Paradoja de un asunto migratorio

Esther Cepeda

No hay nada notable en el hecho de que un miembro del Proyecto de Milicianos (Minuteman Project) origine un revuelo sobre un cartel de publicidad en español. La indignación fue producto de un aviso de seguros de automóviles de bajo costo en Victorville, California, que mostraba la imagen de una atractiva mujer hispana y el aliciente de que uno obtendría “más por su dinero” en Adriana’s Insurance.

El activista anti-inmigración en cuestión expresó que el cartel era “una lacra y afrenta a nuestro idioma” y exigió que la empresa “cesara su divisiva campaña de erigir carteles en español en tierra estadounidense”, según un artículo en el Victorville Daily Press.

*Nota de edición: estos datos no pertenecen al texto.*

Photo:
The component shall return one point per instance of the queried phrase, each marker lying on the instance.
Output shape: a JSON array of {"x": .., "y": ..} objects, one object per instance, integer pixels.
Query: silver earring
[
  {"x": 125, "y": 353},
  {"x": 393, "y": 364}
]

La parte notable es que este activista —un veterano de Vietnam de 61 años, desempleado, que teme que la inmigración ilegal esté matando al país que él ama tan entrañablemente— es un latino en segunda generación, nacido en los Estados Unidos, quien por un lado alardea de que su abuelo cabalgó con Pancho Villa y al mismo tiempo se autodenomina “quizás el mayor Miliciano de Estados Unidos”.

Raymond Herrera se identifica con dos grupos que ocupan posiciones muy diferentes en la batalla por la reforma de la ley migratoria.

“Yo era un carpintero estadounidense que me ganaba la vida con cantidad de trabajo”, me dijo Herrera, describiendo lo que lo llevó a su papel de fundador de “Nosotros, el Pueblo, Cruzada de California”, grupo de activistas que se opone a la inmigración ilegal.

“Entonces en 1980, cuando vinieron cruzando la frontera, perdí mis trabajos, perdí mi casa, finalmente perdí mi familia —perdí mi camino en Estados Unidos. Como muchos otros obreros estadounidenses, perdí mi Sueño Americano. El padre que me reemplazó, sus hijos ahora están en competencia con mis hijos. Ahora también se están llevando el Sueño Americano de mis hijos.”

Sin embargo, Herrera es un latino bilingüe de tez oscura, que siguiendo la gran tradición del crisol de culturas de Estados Unidos, se considera primero estadounidense y por último, miembro de una minoría étnica. Como otros hispanos, está orgulloso de sus raíces inmigrantes mexicanas y deplora la explotación de los inmigrantes ilegales.

Quizás el grupo con el cual Herrera tenga más cosas en común sea el 31 por ciento de los latinos que, en el otoño de 2010, creyeron que el impacto de la inmigración ilegal en los hispanos que ya viven en Estados Unidos es negativo. Comparemos eso con sólo el 20 por ciento que pensó de esa manera en 2007, cuando el Pew Hispanic Center midió por primera vez esas actitudes.

El argumento final de Herrera es el de la explotación tanto de consumidores que son residentes legales como inmigrantes ilegales. Señala que Adriana’s Insurance fue calificada con una “F” por la Oficina de las Mejores Empresas del Sur de California, después de que 47 personas se quejaran porque la empresa no respetó las tarifas que dio, canceló pólizas sin notificación, envió facturas no-autorizadas, y porque no pagó reclamos legítimos.

Aún así, a pesar de sus preocupaciones relativas a la política oficial sobre las que él trata de llamar la atención, tener tez oscura en un grupo del movimiento anti-inmigrantes ilegales, en su mayoría compuesto por blancos, no ha sido fácil. Aunque a veces recibe abrazos de inmigrantes ilegales que admiran su opinión de que el gobierno mexicano debería ser responsable de crear una economía de trabajo que no exporte sus trabajadores, más a menudo se acusa a Herrera de traicionar sus raíces.

Ya sea que uno ame u odie las complicadas opiniones de Herrera sobre la inmigración ilegal, su historia es un reflejo de Estados Unidos en toda su diversa tragedia y gloria.